This comes as a welcome relief to Huawei, which has been facing global scrutiny over network security concerns. The US has claimed that Huwaei’s 5G equipment could be used by China to spy on other countries, an allegation the company has repeatedly denied.
The approval for conducting 5G trials does not, however, automatically imply that Huawei’s equipment will be cleared for a commercial rollout in the country.
The department of telecommunications (DoT) will meet all telecom equipment vendors on Tuesday to discuss the timeline and other procedures to start trials. DoT will allocate the trial spectrum to its licensees, which are telecom service providers such as Reliance Jio Infocomm Ltd, Bharti Airtel Ltd and Vodafone Idea Ltd that can then choose to partner with vendors such as Nokia, Huawei, Ericsson and Samsung.
Huwaei welcomed the government’s decision. “We have full confidence in the Indian government and industry to partner with the best technology for India’s own long-term benefit and also for cross-industry development. Huawei is always committed to India," said Jay Chen, chief executive of Huawei India.
Earlier this month, DoT approved prices for the next spectrum auction that will happen by April. Of the 8,300 MHz of airwaves the government plans to offer, 6,050 MHz have been allocated for 5G services.
India is a crucial market for Huawei, where it has deployed 4G networks for Bharti Airtel and Vodafone Idea. Huawei had in September said banning the company in India would delay the rollout of 5G services by two-three years.
India’s decision to let Huawei take part in 5G trials comes at a time when the company is battling intense pressure from the US. Australia and Japan have also barred Huawei, while Canada and New Zealand are likely to follow suit. Many countries in Europe are yet to take a decision, while Russia, Indonesia, Malaysia, South Korea, Turkey and Saudi Arabia have welcomed Huawei.

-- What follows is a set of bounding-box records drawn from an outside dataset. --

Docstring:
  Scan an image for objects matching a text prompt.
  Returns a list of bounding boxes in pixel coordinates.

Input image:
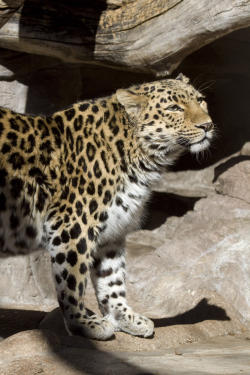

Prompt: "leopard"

[0,73,214,340]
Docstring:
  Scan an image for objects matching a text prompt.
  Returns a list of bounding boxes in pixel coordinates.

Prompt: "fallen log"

[0,0,250,75]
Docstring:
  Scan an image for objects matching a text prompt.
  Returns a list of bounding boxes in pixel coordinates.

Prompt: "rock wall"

[0,30,250,342]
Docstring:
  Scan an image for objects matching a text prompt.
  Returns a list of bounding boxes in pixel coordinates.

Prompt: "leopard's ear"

[176,73,190,83]
[116,89,148,117]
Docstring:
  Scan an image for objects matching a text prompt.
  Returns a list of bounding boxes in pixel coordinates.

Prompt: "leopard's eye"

[166,104,184,112]
[197,96,205,103]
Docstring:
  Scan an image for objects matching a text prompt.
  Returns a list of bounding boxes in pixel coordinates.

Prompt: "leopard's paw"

[65,315,115,340]
[108,309,154,337]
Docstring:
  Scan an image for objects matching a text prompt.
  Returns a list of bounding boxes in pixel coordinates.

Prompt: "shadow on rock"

[142,191,201,230]
[0,309,156,375]
[153,298,231,328]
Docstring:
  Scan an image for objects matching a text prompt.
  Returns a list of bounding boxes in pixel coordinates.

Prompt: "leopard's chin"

[190,138,210,154]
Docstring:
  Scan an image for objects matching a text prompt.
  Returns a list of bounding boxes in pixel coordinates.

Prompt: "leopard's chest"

[100,183,150,243]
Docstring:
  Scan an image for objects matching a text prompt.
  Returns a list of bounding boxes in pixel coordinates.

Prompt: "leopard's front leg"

[91,241,154,337]
[47,213,114,340]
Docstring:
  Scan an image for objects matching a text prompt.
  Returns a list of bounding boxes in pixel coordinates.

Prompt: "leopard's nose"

[195,122,213,132]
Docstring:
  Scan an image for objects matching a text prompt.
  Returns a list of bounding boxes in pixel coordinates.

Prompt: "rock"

[216,160,250,203]
[154,166,214,197]
[128,194,250,330]
[0,250,57,311]
[240,142,250,156]
[0,330,250,375]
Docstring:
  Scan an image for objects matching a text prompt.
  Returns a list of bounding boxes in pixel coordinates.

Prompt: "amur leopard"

[0,74,214,340]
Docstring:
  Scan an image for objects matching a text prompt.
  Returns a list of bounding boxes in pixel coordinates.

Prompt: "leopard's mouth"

[189,136,210,154]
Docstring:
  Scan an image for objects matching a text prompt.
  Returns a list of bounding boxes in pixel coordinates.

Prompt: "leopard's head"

[116,74,214,164]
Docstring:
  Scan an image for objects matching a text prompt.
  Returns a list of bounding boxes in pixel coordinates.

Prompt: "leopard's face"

[118,75,214,161]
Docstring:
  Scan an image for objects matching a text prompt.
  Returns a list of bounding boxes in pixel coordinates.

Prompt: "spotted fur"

[0,75,213,339]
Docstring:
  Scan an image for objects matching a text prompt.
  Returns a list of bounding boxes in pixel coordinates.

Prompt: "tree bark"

[0,0,250,75]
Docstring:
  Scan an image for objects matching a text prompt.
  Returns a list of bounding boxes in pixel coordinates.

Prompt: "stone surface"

[0,330,250,375]
[0,251,57,311]
[128,194,250,322]
[216,159,250,203]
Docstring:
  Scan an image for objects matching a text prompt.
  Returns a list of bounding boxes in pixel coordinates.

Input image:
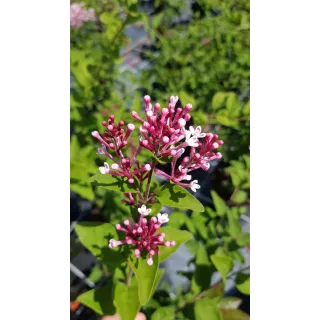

“Whether it is Huawei or Ericsson or any other company, India needs to build a system, which can detect any malware and not depend on the brand of a company or a country," said Vimal Wakhlu, a former chairman of Telecommunications Consultants India Ltd. “Any country is capable of snooping on us. The reason some people have been advocating a ban on Huawei is that if it is barred, the market for equipment becomes slightly less competitive and hence it can be sold at higher prices."
In June, Huawei said it was willing to sign a “no back-door" pact with the Indian government to assuage potential security concerns.
A “back door" is a point of access in a network/equipment that guarantees entry into the network/equipment in exceptional circumstances.